We often miss the most important Holy Fingerprints because we
don’t take time to dig deeply and examine and think and pray.
Invest
time in this until you can declare, like Elisabeth Elliot:
“The will of God is never
exactly what you expect it to be.
It may seem to be worse,
but in the end
it’s going to be a lot
better and a lot bigger.”
Write a
vignette for your memoir showing ways that, despite seeming setbacks, God had
plans to prosper* you and not harm you, plans to give you hope and a future (Jeremiah 29:11).
You’ll
find additional inspiration from these earlier blog posts:
Connect Your Dots, and my
friend Barb’s cry, “Lord, You’ve said you’d make my path straight, so why is my
path so crooked?”
You’re the bridge between generations past and generations yet
to come.
Write your stories!
Your children,
grandchildren and other readers
need to know they
can trust God with their lives,
that He has plans
to prosper* them
and not to harm them,
plans to give them
hope and a future.
*The
word prosper is, in Hebrew, shalom, meaning peace, completeness, tranquility,
soundness, safety, and well-being.
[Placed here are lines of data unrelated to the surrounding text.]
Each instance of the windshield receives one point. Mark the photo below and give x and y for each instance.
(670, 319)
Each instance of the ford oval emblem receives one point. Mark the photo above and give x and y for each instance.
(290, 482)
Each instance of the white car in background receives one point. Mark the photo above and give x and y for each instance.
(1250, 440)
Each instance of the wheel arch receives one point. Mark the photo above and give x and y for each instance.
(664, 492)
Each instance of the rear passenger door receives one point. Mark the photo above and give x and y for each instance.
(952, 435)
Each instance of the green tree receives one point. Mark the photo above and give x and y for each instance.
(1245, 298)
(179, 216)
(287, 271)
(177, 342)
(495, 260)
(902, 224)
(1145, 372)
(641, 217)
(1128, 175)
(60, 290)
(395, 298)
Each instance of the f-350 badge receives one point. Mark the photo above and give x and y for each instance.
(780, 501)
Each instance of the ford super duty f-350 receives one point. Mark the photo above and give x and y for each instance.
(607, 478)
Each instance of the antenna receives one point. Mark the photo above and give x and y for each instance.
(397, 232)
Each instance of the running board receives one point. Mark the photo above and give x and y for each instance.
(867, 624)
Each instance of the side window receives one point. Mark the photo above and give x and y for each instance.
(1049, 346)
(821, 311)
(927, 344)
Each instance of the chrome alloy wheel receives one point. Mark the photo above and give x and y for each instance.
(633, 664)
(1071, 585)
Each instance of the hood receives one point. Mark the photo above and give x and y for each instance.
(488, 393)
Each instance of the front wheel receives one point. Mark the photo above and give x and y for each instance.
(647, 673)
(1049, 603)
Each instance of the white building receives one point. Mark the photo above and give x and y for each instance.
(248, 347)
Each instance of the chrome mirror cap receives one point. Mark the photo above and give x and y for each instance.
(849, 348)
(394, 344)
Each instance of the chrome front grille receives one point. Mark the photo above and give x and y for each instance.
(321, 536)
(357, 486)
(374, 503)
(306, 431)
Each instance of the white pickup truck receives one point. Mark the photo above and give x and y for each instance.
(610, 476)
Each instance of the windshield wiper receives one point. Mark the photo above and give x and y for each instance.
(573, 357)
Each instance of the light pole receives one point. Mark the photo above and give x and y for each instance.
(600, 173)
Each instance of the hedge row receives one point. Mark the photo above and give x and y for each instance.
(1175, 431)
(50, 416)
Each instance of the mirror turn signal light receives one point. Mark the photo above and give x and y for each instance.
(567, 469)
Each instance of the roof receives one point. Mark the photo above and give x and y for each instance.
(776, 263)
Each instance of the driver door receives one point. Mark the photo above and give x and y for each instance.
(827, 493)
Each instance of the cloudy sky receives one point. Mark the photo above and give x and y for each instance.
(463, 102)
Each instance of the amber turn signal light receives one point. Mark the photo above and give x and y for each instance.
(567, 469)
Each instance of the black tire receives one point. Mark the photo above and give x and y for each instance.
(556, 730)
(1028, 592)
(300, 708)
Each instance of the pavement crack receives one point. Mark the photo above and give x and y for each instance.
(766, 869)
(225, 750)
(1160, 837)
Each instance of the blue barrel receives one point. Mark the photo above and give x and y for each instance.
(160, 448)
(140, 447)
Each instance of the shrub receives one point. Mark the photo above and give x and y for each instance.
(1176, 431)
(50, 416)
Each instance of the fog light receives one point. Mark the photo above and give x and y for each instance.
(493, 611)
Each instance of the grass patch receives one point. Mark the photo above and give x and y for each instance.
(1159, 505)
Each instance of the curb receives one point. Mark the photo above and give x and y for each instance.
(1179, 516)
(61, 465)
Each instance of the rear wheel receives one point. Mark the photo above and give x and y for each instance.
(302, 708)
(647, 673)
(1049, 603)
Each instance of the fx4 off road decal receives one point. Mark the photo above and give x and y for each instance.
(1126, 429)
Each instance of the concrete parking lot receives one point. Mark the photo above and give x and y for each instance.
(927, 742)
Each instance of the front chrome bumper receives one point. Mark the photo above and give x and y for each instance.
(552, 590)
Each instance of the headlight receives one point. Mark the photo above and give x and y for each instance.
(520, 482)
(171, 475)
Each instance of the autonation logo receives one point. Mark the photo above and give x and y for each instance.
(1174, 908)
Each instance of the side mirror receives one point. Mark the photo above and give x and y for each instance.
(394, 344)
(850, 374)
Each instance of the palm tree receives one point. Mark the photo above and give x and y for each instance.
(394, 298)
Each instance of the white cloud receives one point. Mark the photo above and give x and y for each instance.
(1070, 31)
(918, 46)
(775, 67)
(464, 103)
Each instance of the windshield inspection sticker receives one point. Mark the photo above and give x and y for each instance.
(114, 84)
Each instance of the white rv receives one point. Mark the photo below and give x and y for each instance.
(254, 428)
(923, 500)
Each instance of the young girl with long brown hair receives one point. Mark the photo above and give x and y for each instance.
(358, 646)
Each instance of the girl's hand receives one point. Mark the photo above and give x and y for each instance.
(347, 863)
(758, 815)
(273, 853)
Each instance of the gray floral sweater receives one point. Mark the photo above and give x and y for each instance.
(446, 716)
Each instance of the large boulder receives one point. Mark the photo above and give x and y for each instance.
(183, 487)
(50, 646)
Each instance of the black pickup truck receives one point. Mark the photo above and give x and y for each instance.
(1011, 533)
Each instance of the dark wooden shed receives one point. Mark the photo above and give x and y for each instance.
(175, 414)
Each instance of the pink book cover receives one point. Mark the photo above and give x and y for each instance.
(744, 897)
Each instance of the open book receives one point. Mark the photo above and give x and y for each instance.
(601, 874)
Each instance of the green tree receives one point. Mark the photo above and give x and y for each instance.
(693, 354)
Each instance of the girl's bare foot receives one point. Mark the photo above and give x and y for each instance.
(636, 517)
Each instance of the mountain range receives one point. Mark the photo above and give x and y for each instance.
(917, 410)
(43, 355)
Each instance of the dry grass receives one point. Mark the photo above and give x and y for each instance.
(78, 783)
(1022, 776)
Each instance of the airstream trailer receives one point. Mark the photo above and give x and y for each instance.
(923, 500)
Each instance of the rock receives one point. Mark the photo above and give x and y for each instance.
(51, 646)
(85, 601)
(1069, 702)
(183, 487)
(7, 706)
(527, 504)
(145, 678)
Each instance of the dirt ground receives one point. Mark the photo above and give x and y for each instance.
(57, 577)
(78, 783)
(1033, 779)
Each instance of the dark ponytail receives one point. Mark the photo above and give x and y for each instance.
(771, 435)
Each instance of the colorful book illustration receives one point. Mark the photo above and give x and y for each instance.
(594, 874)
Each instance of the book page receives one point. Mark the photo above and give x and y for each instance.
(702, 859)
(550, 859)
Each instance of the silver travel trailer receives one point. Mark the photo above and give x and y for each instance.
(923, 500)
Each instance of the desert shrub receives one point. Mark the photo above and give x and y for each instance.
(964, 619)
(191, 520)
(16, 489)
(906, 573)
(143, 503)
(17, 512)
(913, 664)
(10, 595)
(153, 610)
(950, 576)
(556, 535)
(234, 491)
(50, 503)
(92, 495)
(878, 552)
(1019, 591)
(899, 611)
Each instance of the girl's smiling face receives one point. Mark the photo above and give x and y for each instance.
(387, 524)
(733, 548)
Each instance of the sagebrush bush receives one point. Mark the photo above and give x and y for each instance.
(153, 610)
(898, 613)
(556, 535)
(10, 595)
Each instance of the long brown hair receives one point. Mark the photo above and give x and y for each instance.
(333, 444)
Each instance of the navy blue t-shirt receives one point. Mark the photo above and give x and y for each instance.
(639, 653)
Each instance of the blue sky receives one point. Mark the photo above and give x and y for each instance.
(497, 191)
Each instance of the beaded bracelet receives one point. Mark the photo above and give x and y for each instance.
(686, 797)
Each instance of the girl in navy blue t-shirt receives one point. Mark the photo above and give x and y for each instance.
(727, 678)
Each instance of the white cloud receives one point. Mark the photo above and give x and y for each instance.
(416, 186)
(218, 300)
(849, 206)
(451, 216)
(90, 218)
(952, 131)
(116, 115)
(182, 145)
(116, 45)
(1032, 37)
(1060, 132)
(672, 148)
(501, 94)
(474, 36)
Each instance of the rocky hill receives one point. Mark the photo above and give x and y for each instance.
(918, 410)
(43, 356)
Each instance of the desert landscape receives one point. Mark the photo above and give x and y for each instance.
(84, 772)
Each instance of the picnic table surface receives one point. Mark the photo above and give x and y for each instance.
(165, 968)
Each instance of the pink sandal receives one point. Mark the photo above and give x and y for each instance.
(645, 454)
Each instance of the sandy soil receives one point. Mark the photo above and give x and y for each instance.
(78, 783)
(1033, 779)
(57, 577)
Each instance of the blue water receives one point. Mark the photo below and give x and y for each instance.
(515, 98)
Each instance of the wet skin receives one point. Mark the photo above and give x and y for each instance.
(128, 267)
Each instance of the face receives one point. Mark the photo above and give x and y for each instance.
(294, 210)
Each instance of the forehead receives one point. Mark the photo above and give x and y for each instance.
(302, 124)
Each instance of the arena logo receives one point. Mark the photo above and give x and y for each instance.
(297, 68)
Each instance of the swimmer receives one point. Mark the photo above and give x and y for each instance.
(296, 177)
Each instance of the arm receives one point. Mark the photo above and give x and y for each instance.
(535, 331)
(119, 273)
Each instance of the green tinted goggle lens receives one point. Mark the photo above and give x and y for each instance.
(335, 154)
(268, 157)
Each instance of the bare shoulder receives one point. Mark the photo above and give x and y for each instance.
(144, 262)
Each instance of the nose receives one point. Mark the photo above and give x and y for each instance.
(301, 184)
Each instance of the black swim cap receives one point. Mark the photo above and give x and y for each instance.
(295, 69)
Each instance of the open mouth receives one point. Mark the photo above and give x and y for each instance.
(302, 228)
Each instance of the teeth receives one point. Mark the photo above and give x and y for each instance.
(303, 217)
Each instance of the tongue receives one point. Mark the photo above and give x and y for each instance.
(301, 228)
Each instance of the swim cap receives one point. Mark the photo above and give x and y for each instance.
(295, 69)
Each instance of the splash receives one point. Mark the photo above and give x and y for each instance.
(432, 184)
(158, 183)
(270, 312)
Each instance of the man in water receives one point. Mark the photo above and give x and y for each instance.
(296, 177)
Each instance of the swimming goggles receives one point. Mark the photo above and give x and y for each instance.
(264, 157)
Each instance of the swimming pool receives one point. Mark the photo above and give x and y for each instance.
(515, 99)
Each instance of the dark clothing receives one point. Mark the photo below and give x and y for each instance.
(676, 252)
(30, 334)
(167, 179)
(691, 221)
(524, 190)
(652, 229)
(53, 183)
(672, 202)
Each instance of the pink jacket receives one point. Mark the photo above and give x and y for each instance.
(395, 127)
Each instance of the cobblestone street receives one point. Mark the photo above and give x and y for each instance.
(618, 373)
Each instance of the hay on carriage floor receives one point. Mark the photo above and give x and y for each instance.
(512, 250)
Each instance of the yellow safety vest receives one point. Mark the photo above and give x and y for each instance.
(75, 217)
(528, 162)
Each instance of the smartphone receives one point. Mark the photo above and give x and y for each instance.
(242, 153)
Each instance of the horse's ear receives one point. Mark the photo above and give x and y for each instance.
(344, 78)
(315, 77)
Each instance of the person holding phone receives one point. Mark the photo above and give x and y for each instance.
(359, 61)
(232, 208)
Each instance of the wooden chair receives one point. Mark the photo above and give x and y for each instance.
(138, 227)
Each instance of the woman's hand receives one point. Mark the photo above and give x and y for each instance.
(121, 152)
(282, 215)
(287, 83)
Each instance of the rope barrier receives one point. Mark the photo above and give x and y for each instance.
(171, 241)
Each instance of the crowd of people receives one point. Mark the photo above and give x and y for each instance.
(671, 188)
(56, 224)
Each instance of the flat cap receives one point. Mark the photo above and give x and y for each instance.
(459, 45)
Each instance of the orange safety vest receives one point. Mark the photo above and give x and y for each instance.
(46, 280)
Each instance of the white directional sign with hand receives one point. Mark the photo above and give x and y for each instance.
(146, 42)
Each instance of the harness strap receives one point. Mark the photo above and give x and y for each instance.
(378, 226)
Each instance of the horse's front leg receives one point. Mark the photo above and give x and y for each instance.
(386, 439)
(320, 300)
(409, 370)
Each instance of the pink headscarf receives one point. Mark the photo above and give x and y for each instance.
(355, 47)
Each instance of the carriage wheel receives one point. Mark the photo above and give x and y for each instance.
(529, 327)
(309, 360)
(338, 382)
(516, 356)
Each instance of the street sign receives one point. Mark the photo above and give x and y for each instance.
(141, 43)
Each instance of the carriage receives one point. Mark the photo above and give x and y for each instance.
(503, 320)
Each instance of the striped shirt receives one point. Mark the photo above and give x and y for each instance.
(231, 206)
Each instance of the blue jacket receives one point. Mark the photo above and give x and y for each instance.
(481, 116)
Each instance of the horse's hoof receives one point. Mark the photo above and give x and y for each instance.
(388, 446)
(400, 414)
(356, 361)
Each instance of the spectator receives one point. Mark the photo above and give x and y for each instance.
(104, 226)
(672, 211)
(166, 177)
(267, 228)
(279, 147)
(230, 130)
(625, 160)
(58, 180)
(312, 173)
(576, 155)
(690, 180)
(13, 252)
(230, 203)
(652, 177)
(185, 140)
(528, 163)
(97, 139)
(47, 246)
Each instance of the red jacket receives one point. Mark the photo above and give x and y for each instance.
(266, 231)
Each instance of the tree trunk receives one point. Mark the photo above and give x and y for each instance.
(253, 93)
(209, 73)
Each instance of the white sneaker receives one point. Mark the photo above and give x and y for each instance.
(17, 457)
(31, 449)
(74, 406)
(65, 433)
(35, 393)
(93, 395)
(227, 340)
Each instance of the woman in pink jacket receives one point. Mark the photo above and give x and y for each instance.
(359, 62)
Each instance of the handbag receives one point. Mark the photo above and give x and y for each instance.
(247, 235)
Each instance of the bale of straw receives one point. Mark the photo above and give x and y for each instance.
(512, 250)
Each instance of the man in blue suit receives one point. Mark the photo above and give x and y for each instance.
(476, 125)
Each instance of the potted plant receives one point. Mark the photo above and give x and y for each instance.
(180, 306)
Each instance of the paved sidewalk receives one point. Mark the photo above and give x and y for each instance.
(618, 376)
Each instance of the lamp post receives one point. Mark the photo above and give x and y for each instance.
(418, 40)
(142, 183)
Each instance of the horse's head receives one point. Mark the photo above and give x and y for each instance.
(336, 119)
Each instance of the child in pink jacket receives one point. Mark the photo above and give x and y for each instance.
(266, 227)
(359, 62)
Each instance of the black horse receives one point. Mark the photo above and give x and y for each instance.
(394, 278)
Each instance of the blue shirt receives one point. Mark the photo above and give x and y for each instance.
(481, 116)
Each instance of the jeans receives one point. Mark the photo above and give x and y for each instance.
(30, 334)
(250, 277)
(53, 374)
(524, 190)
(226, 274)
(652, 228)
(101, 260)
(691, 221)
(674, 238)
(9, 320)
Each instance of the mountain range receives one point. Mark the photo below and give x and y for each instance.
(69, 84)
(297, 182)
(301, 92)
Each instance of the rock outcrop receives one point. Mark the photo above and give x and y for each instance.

Here’s how Cornelius Plantinga describes shalom:
“The
webbing together of God, humans, and all creation in justice, fulfillment, and
delight is what the Hebrew prophets call shalom. We call it peace but it means
far more than mere peace of mind or a cease-fire between enemies. In the Bible,
shalom means universal flourishing, wholeness and delight—a rich state of
affairs in which natural needs are satisfied and natural gifts fruitfully
employed, a state of affairs that inspires joyful wonder as its Creator and
Savior opens doors and welcomes the creatures in whom he delights. Shalom, in
other words, is the way things ought to be” (from Not the Way It’s Supposed to Be).